Dans le nouveau PLFSS 2025, sous prétexte de renforcer la pertinence des prescriptions d’actes, les usagers et les patients sont surtout sanctionnés en soumettant leurs remboursements au remplissage d’un formulaire spécifique par leur médecin. Le PLFSS 2025 augmente ainsi considérablement le risque de refus de soins par les personnes atteintes de cancer éloignées des centres de soins, ce qui représente un sujet essentiel et une crainte pour la Ligue
L’année dernière, le Gouvernement s’était déjà malheureusement dirigé dans cette voie de la rupture d’égalité, puisqu’il était prévu dans le PLFSS 2024 un système « à deux vitesse » qui laissait le loisir au médecin de prescrire un transport sanitaire individuel en fonction de l’état de santé, les patients étant dans l’incertitude d’être remboursé même en cas de cancer. Les traitements des cancers génèrent pourtant des effets indésirables lourds pour les personnes qui en sont atteintes.
1 * Etude BVA pour la Ligue février 2024
L’arrêt de travail ou l’arrêt des soins ?
Le gouvernement prévoit également de plafonner les indemnités journalières à 1,4 Smic contre 1,8 Smic actuellement. Le risque est majeur et loin d’être anodin, puisqu’il va naturellement pousser les personnes malades ne bénéficiant pas de maintien de salaire à se maintenir en emploi pour assurer leur équilibre budgétaire ; mettant alors en jeu leur santé, notamment pour les personnes atteintes de cancer.

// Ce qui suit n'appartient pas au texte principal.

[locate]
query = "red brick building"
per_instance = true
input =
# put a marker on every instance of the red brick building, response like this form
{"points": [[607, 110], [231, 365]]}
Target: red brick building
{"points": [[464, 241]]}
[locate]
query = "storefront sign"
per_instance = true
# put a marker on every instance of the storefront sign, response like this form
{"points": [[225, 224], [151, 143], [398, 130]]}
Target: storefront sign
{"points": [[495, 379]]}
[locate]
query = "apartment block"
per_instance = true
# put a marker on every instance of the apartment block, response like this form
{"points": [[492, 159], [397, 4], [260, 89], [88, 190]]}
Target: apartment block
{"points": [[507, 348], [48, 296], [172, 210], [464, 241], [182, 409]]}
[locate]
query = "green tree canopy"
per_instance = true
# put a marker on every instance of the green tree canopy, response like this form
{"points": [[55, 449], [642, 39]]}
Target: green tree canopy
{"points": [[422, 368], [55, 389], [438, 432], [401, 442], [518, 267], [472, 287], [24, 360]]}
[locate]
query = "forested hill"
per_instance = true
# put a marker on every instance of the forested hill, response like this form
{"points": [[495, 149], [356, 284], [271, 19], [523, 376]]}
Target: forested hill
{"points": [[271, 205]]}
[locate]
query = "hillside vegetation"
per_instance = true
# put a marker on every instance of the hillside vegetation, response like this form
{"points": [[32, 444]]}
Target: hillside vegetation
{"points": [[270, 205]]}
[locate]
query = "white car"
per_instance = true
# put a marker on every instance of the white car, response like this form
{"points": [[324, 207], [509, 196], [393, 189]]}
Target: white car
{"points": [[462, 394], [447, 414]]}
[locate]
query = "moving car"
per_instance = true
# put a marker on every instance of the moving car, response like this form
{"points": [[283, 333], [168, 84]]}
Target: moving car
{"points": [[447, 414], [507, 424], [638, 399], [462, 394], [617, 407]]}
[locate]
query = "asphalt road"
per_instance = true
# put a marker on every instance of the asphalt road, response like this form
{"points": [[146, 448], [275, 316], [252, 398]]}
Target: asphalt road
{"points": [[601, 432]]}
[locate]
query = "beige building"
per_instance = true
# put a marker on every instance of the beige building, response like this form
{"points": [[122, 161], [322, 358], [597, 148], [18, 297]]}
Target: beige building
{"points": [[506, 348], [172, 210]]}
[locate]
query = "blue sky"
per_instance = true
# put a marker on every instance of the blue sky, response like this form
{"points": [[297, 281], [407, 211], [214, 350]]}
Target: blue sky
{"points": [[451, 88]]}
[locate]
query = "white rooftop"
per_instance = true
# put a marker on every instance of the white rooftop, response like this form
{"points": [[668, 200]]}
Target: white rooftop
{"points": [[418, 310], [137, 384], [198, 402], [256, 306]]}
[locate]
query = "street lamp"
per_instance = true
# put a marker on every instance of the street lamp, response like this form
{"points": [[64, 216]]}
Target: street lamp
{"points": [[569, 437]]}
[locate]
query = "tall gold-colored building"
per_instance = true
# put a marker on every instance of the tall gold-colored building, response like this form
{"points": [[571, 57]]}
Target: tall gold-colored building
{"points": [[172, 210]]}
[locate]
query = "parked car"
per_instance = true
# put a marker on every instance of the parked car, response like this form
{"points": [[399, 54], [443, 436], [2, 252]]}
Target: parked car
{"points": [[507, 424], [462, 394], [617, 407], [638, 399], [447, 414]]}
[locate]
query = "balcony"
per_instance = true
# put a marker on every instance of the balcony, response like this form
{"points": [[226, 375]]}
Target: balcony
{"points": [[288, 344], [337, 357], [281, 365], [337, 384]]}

Prescriptions non pertinentes : les patients paieront les pots cassés
Le PLFSS 2025, sous couvert de maitriser la pertinence des prescriptions, ne responsabilisera pas les médecins mais alourdira au contraire leurs démarches, tout en pénalisant les patients qui pourront se voir refuser des remboursements de la part de la caisse d’assurance maladie. Les actes concernés sont nombreux : actes de biologie, d’imagerie médicale, de transports sanitaires… Autant d’actes importants pour la pertinence des soins, notamment des personnes atteintes de cancer.
Les prescriptions seront ainsi conditionnées à des mesures administratives supplémentaires, de vraies « usines à gaz » pour les médecins qui étaient censées se recentrer sur du temps de soin dans un contexte de désertification médicale. S’ils ne remplissent pas ces formulaires, les patients ne seront plus remboursés.
Hausse du prix des complémentaires santé malgré une baisse de la prise en charge
Les transferts de charges annoncés de l’assurance maladie vers les complémentaires santé et mutuelles annoncent inexorablement une augmentation des cotisations pour les travailleurs.
Les indépendants (agriculteurs, artisans, commerçants, professionnels libéraux, chômeurs, retraités, personnes en invalidité) seront les plus impactés quand ils se retrouveront au-dessus des seuils sociaux. Les Français moyens seront touchés au coeur du portefeuille, entre restes à charges, forfaits, franchises, dépassements d’honoraires, parfois jusqu’à deux mois et demi de revenus par an consacrés à leur santé…
Des recettes ciblées pour améliorer la prévention
Rationnaliser les dépenses et faire des économies sont évidemment essentiels dans la situation budgétaire actuelle, La Ligue en a conscience. Mais l’effort financier ne peut pas reposer uniquement sur les patients, dont les personnes atteintes de cancer seront les premières victimes, puisqu’elles nécessitent des soins et un suivi important. Alors que les patients vont « passer à la caisse », comment expliquer l’exonération actuelle des acteurs qui favorisent les facteurs de risque connus, les maladies chroniques et donc les dépenses inhérentes ?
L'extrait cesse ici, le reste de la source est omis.